SodaStream also entered into a strategic agreement with Sunny Delight Beverages, a producer of Juice-based drinks, to co-develop SunnyD Tangy original orange, orange-strawberry, and other flavors exclusively for Soda Stream's home beverage carbonation system. The company expects that these popular flavors will attract new customers to both brands, eventually driving consumer interest in the growing home carbonation category.

SodaStream has taken innovative steps in all areas of its business, and is aiming at enhancing the user experience through automation, and partnerships with other players. In the past few months, the company has announced flavor partnerships with Welch's Del Monte, Cooking Light, and Skinny Girl, with more brands coming soon. SodaStream has also teamed up with Samsung to include "powered by SodaStream" tap directly that will help the company penetrate more markets through Samsung's sparkling refrigerator.

SodaStream expects that its revenue would grow approximately 15% year over year. Excluding the effects of currency headwinds, EBITDA should grow 11%. Net Income is expected to increase approximately 3% year over year.

The Coke-Green Mountain threat

Soda Stream does have tough and stiff competition from Coca-Cola.
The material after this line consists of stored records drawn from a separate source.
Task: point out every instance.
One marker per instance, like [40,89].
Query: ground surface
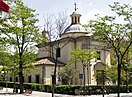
[9,93]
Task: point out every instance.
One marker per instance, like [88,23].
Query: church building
[73,37]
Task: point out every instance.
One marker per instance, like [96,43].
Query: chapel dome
[75,28]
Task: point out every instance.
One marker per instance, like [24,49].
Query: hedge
[68,89]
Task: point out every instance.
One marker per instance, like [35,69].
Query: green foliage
[67,74]
[117,35]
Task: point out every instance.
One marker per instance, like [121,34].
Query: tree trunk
[21,79]
[21,74]
[119,78]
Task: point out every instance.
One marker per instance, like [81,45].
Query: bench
[28,92]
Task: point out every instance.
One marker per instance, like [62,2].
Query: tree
[21,34]
[117,35]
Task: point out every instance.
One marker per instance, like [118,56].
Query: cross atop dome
[75,6]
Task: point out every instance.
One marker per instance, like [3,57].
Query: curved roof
[74,28]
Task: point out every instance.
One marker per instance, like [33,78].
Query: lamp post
[126,70]
[58,54]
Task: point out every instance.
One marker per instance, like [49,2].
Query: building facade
[73,37]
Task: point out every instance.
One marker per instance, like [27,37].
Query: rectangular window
[37,78]
[29,79]
[99,55]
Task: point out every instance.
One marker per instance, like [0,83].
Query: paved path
[8,93]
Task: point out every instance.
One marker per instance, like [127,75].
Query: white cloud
[91,15]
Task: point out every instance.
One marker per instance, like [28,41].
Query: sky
[87,8]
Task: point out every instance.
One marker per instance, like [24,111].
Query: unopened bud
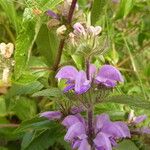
[5,75]
[6,49]
[61,30]
[131,116]
[79,29]
[53,23]
[94,31]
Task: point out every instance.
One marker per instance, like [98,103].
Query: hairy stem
[62,42]
[90,125]
[90,108]
[87,68]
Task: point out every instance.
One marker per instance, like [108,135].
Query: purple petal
[84,145]
[92,70]
[52,14]
[101,120]
[51,115]
[68,88]
[116,129]
[109,75]
[145,130]
[76,110]
[76,144]
[139,119]
[67,72]
[81,83]
[102,141]
[105,81]
[70,120]
[74,131]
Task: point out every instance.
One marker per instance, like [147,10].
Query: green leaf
[24,89]
[52,92]
[126,144]
[49,45]
[135,101]
[24,43]
[42,140]
[124,9]
[97,10]
[25,108]
[8,7]
[37,123]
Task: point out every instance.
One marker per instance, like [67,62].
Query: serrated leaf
[36,123]
[9,8]
[134,101]
[52,92]
[49,45]
[24,43]
[24,89]
[97,10]
[25,108]
[46,138]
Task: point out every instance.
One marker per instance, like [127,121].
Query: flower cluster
[85,36]
[107,75]
[6,51]
[105,135]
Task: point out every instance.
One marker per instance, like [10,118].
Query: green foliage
[49,45]
[124,9]
[11,13]
[134,101]
[97,10]
[32,86]
[52,92]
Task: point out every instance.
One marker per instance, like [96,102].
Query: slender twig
[12,38]
[62,41]
[128,58]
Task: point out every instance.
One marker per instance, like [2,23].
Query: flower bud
[6,49]
[61,30]
[5,75]
[78,29]
[94,31]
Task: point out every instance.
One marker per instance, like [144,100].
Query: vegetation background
[32,88]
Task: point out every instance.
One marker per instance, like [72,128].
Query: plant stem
[90,125]
[72,8]
[62,41]
[90,108]
[87,68]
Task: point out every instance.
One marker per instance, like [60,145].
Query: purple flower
[106,132]
[139,119]
[108,76]
[77,80]
[52,14]
[51,115]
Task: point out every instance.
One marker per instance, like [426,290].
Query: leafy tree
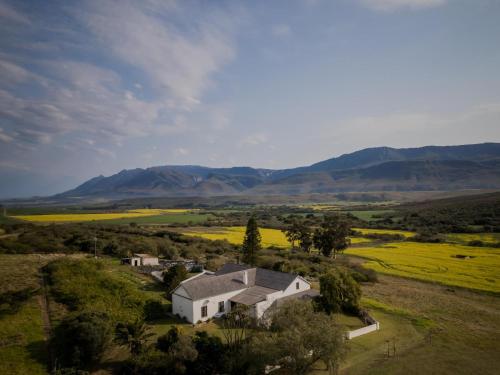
[133,335]
[79,341]
[305,238]
[304,336]
[292,232]
[154,309]
[174,276]
[251,242]
[339,292]
[332,236]
[166,341]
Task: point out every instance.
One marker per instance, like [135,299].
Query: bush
[154,309]
[80,340]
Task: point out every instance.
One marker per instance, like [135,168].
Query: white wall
[261,307]
[362,331]
[150,261]
[182,305]
[212,304]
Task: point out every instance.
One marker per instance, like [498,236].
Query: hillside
[428,168]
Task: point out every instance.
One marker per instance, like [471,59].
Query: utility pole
[95,247]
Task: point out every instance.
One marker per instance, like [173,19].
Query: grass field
[22,339]
[369,215]
[450,264]
[82,217]
[235,235]
[403,233]
[171,218]
[464,238]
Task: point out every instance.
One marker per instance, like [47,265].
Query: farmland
[450,264]
[235,235]
[463,238]
[83,217]
[404,233]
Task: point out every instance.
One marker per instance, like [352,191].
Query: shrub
[80,340]
[154,309]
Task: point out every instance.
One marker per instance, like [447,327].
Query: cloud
[5,137]
[255,139]
[44,97]
[8,13]
[177,63]
[393,5]
[281,30]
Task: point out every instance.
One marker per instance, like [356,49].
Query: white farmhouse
[212,294]
[144,260]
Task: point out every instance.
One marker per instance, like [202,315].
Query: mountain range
[373,169]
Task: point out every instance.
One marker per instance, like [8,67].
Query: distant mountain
[373,169]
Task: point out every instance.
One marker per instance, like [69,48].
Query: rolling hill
[374,169]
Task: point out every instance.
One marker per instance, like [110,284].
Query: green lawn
[22,341]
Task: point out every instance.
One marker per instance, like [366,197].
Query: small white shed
[144,260]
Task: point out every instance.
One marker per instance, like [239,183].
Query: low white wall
[362,331]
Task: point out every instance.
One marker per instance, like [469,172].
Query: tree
[174,276]
[133,335]
[339,292]
[292,232]
[305,238]
[332,236]
[251,242]
[304,336]
[165,342]
[298,230]
[80,340]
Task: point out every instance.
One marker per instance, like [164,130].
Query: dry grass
[62,218]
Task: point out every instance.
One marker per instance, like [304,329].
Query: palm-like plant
[133,335]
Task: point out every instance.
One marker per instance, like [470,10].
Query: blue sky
[93,87]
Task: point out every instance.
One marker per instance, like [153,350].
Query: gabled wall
[182,304]
[212,304]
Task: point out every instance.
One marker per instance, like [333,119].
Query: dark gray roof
[230,278]
[304,295]
[231,267]
[252,295]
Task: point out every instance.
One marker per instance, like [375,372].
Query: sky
[94,87]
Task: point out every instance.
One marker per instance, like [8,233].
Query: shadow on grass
[39,352]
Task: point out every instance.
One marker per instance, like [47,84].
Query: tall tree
[133,335]
[332,236]
[252,242]
[173,277]
[293,230]
[339,292]
[304,336]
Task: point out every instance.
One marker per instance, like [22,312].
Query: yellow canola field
[451,264]
[235,235]
[467,237]
[403,233]
[61,218]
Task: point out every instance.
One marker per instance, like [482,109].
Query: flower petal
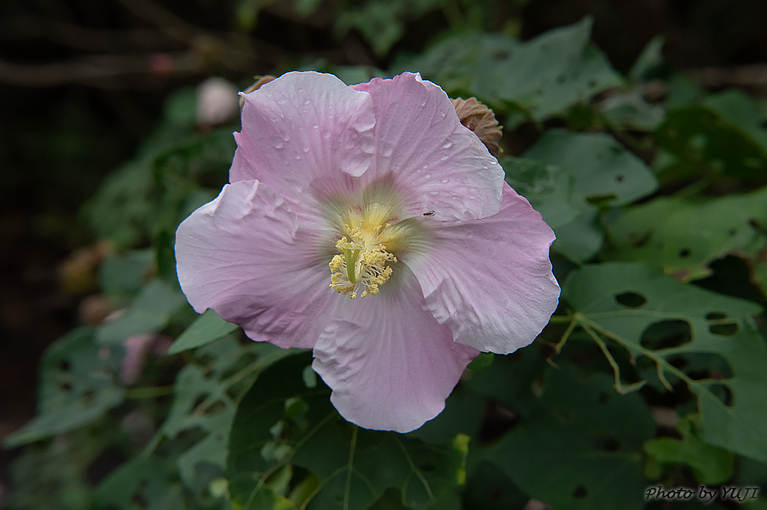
[438,164]
[301,129]
[490,280]
[244,256]
[390,364]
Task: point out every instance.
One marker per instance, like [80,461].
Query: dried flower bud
[257,85]
[216,102]
[480,119]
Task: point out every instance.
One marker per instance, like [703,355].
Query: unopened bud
[480,119]
[216,102]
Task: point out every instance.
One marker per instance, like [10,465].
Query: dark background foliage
[83,82]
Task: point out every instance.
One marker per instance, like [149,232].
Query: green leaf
[682,237]
[542,77]
[206,397]
[123,275]
[354,467]
[740,110]
[78,383]
[649,60]
[205,329]
[150,312]
[631,304]
[488,488]
[547,188]
[604,175]
[709,464]
[54,477]
[699,138]
[140,484]
[580,447]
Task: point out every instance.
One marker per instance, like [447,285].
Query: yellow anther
[363,260]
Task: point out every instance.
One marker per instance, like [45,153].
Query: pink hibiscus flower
[366,223]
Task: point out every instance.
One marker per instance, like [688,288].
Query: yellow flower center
[362,265]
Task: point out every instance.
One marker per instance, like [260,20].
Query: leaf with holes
[604,175]
[699,137]
[709,464]
[681,237]
[542,77]
[140,484]
[282,422]
[78,383]
[626,302]
[206,395]
[581,445]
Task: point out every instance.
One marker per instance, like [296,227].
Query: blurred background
[83,82]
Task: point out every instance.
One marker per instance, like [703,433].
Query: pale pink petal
[490,280]
[389,363]
[302,129]
[439,165]
[244,256]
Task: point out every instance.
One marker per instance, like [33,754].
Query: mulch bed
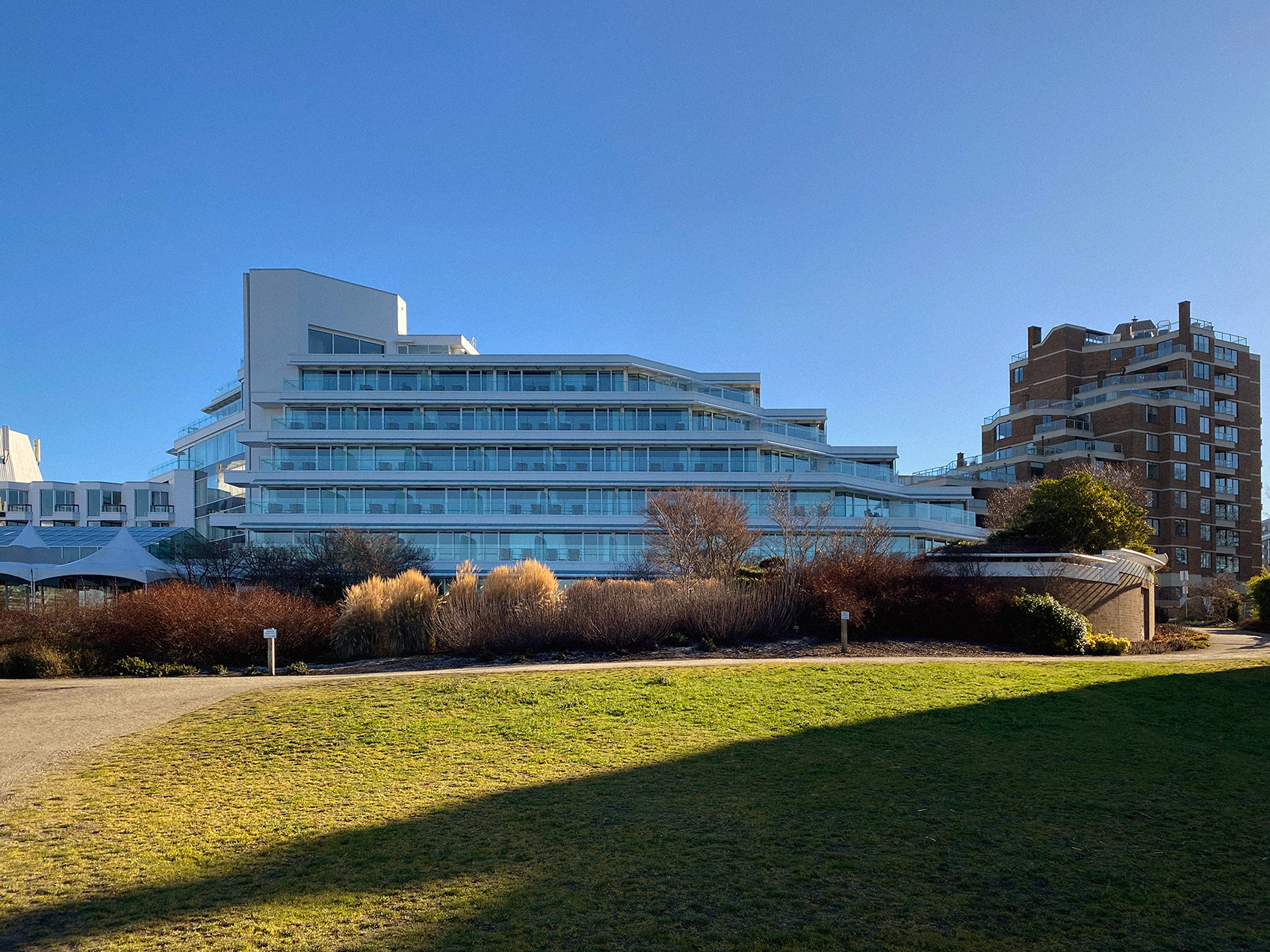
[787,647]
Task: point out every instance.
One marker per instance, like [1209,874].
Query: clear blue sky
[865,202]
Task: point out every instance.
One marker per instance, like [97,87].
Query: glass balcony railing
[208,419]
[509,382]
[1132,379]
[1062,426]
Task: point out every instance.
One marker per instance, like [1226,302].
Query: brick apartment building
[1177,402]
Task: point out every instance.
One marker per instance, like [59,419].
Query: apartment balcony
[1063,427]
[1133,379]
[1159,355]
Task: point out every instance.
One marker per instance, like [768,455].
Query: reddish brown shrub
[190,625]
[890,594]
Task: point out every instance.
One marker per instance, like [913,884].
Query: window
[1224,484]
[1227,564]
[1228,511]
[321,342]
[1231,435]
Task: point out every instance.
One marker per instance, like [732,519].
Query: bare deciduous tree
[805,529]
[698,535]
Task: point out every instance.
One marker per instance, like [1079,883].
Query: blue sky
[865,202]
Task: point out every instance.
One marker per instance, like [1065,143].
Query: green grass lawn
[1007,806]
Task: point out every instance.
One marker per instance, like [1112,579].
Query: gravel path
[43,723]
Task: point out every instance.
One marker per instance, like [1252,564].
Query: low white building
[28,498]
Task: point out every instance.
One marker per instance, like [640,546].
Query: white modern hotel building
[344,418]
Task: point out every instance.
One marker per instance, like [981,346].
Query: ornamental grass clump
[385,617]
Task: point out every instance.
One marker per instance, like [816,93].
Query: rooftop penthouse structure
[347,419]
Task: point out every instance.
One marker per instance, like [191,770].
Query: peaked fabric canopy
[123,558]
[27,556]
[28,549]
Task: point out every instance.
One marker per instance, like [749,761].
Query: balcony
[1133,379]
[1062,426]
[1231,338]
[1156,357]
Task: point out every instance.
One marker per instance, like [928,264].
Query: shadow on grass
[1124,815]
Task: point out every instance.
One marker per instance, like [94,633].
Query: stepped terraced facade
[343,418]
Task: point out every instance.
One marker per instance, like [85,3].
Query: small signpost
[270,636]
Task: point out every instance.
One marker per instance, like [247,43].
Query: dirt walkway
[43,723]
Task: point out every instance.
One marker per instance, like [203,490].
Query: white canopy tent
[27,556]
[123,558]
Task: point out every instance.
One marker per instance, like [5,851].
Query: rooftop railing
[1231,338]
[164,467]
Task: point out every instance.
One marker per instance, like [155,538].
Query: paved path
[43,723]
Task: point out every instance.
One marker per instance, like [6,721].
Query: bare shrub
[185,623]
[172,623]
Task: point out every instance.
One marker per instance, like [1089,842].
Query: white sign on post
[270,638]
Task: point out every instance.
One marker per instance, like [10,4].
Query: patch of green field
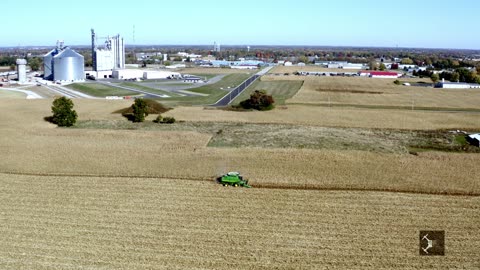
[280,90]
[100,90]
[148,89]
[11,94]
[213,91]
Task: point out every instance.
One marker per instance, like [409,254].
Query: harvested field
[112,223]
[293,69]
[237,135]
[185,154]
[381,92]
[143,198]
[337,117]
[280,90]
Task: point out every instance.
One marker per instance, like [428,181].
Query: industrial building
[129,74]
[63,64]
[379,74]
[216,47]
[456,85]
[109,57]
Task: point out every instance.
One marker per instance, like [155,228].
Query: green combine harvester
[233,179]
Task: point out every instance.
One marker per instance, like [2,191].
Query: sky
[372,23]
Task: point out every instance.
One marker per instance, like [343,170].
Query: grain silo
[68,66]
[22,70]
[63,64]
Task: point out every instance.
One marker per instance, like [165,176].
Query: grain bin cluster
[63,64]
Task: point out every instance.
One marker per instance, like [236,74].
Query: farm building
[455,85]
[63,64]
[192,79]
[474,139]
[379,74]
[353,66]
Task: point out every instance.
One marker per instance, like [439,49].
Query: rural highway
[228,98]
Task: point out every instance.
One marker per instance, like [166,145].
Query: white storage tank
[22,70]
[68,66]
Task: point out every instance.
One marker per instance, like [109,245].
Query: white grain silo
[68,66]
[22,70]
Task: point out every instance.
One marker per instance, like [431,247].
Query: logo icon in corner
[432,243]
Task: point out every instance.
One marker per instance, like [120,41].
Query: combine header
[233,179]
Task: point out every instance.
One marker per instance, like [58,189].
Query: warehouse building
[379,74]
[456,85]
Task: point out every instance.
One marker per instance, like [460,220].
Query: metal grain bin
[68,66]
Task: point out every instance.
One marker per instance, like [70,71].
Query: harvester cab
[233,179]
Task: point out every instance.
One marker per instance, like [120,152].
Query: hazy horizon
[426,24]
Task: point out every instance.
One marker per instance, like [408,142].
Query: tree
[259,100]
[455,77]
[63,113]
[139,110]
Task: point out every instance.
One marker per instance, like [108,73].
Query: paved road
[228,98]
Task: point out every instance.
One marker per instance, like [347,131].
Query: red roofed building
[379,74]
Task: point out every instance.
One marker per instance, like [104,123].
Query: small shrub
[139,110]
[164,120]
[259,100]
[63,113]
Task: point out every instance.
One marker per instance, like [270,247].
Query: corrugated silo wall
[68,68]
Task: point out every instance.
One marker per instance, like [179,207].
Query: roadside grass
[148,89]
[204,75]
[280,90]
[100,90]
[214,91]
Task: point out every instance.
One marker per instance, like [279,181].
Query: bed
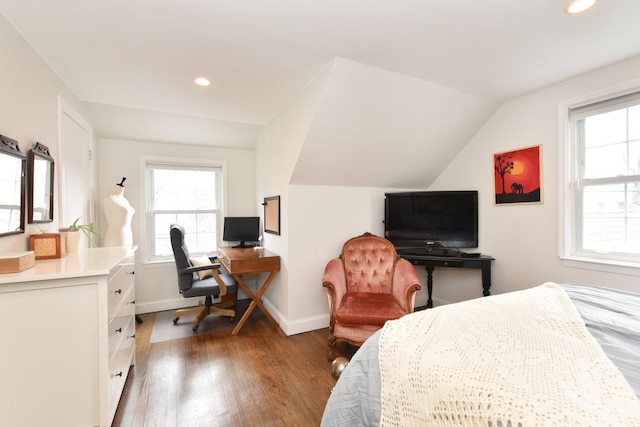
[589,375]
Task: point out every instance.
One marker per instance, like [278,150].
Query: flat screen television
[422,218]
[243,229]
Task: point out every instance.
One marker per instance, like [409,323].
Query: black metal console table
[482,262]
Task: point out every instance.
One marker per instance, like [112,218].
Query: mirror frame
[11,147]
[41,152]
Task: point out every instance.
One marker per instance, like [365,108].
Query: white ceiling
[259,54]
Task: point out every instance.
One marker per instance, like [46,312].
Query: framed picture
[518,176]
[272,214]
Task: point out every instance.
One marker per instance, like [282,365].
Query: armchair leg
[332,348]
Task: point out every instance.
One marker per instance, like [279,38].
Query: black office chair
[190,284]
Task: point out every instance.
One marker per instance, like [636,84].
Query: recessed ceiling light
[578,6]
[201,81]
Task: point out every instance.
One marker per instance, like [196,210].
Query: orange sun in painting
[523,173]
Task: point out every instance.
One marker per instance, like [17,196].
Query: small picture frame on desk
[48,245]
[272,215]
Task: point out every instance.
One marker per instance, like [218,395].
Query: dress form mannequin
[118,212]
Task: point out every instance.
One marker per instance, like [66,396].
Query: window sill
[604,265]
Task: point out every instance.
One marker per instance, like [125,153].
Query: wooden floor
[259,377]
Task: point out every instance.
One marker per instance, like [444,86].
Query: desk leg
[486,278]
[429,285]
[255,301]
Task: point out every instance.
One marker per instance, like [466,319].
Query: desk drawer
[250,264]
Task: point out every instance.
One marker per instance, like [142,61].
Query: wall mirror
[12,186]
[40,184]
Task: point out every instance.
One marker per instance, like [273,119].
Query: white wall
[523,238]
[276,155]
[29,111]
[156,285]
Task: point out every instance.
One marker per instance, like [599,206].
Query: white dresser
[67,339]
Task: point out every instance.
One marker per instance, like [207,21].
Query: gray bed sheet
[611,316]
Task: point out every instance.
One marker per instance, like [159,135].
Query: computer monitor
[241,229]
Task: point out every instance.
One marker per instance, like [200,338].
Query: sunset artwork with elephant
[517,176]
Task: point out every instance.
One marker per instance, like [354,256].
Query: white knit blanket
[519,359]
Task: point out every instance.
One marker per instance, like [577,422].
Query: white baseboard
[298,326]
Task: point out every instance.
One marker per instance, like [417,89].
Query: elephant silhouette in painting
[517,188]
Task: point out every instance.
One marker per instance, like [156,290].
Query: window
[185,193]
[602,180]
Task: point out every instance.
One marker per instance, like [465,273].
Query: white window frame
[145,218]
[568,188]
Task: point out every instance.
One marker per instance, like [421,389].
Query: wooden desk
[250,261]
[482,263]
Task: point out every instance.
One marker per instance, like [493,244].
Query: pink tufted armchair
[366,286]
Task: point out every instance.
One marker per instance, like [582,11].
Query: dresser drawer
[120,280]
[120,319]
[121,360]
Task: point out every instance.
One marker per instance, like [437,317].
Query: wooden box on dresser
[67,334]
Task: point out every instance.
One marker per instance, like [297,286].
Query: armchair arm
[405,284]
[334,282]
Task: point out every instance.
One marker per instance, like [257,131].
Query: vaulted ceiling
[398,77]
[259,54]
The alliance between Coca-Cola and Green Mountain Coffee Roasters is a threat for the company. Coca-Cola has decided to re-enter the home soda market by buying 10% of Green Mountain for $1.25 billion. The two companies have entered into a 10 year agreement, under which Green Mountain would use Coca-Cola's products in the Keurig Cold machine. The machine is expected to be launched later this year, and will dispense carbonated drinks, enhanced waters, juice drinks, sports drinks and teas, according to the two companies.

This would be a big threat for SodaStream since Coke's wide distribution network could hurt SodaStream in the global markets. Coca-Cola already has strong presence in emerging markets such as India, and this partnership could be big for Green Mountain. Green Mountain's expertise in single-serve systems, coupled with Coca-Cola's wide distribution network, could lead to solid growth in the long run.

However, as Citron Research reports, PepsiCo might make a move for SodaStream in a bid to contend with Coca-Cola in this market. Citron reports that PepsiCo might enter into a partnership with SodaStream, or take a stake in the company, or even buy it. Any of these three scenarios could be highly-beneficial for SodaStream investors, so they should stick to the stock going forward.


Finally, SodaStream looks cheap relative to its valuation. The company trades at a trailing P/E ratio of 20, which when compared to the projected earnings CAGR of 28.3% for the next five years, looks cheap. So, SodaStream could be a good investment prospect for the long run, irrespective of the noise and takeover chatter in the industry.

Disclosure: I have no positions in any stocks mentioned, and no plans to initiate any positions within the next 72 hours. I wrote this article myself, and it expresses my own opinions. I am not receiving compensation for it (other than from Seeking Alpha). I have no business relationship with any company whose stock is mentioned in this article.